Recurring Theme

Calculus Level 5

Consider a recurrence relation, $a_{n+3}=2a_{n+2}+a_{n+1}-a_n$ for $n\geq 0$ and $a_0=1$ , find the sum of all possible values of $\displaystyle \lim_{n\to\infty}\frac{a_{n+1}}{a_n}$ , rounded to three significant figures. Here, $a_1$ and $a_2$ are arbitrary real numbers.

If you reach the conclusion that the limit fails to exist in some cases, enter 0.666

The answer is 2.00.

1 solution

A Former Brilliant Member
Mar 26, 2016

we are using a(n+1)/a(n)=L=a(n+2)/a(n+1)=a(n+3)/a(n+2) as n---->infinity using this we get a cubic equation the required solution is the negative of the coefficient of the L^2.

Are you saying that it works this way for all linear recurrences? What about something like $a_{n+3}=3a_{n+2}-3a_{n+1}+a_n$ ?

Otto Bretscher - 5 years, 2 months ago

I was able to get that $a_n=fx^n+gy^n+hz^n$ where $f+g+h=1$ and x, y and z are roots of $t^3=2t^2+t-1$ . How do I proceed?

Edit Got it now.

A Former Brilliant Member - 5 years, 2 months ago

@Srijit Mukherjee and @Deeparaj Bhat : This method works only if (a) The roots are distinct and (b) The roots have distinct moduli.

Otto Bretscher - 5 years, 2 months ago

@Otto Bretscher – Sir, I did a method similar to the ones above. Could you please tell how the conditions that you have mentioned are necessary.

Vignesh S - 5 years, 2 months ago

@Vignesh S – Consider the two examples I gave in this post, one with a multiple root and one with distinct roots of equal modulus.

Otto Bretscher - 5 years, 2 months ago

@Vignesh S – Check out the wiki! Just added :)

Calvin Lin Staff - 5 years, 2 months ago

@Otto Bretscher – If the roots are repeated, like in your comment above, I know a way out. But what to do if the moduli aren't distinct?

A Former Brilliant Member - 5 years, 2 months ago

@A Former Brilliant Member – Then the limit may not exist, as in $a_1=1,a_2=2$ and $a_{n+2}=a_n$

Otto Bretscher - 5 years, 2 months ago

@Otto Bretscher – I meant with respect to solving the recurrence relation...

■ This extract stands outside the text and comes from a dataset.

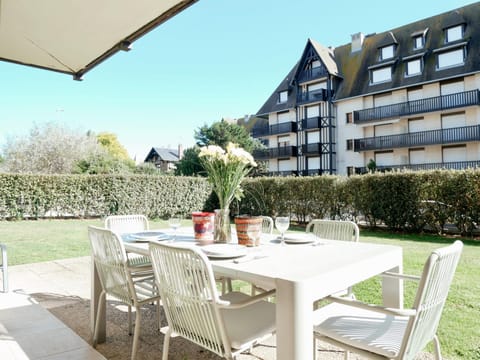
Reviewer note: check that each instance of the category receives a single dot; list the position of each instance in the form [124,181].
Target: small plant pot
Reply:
[203,226]
[249,229]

A Former Brilliant Member - 5 years, 2 months ago

@A Former Brilliant Member – The solution of the linear recurrence will be the same if the moduli aren't distinct as long as the roots are distinct.

Otto Bretscher - 5 years, 2 months ago

@Otto Bretscher – Thanks for that! Just one more thing, if the roots were repeated, even then the limits would've existed in all the cases and the answer would've been equal to the sum of all the roots, counted with multiplicities, right?

A Former Brilliant Member - 5 years, 2 months ago

@A Former Brilliant Member – Well, you don't count limits with multiplicities, so the sum may be different in that case... it's the sum of the distinct roots (again, as long as the moduli are distinct as well).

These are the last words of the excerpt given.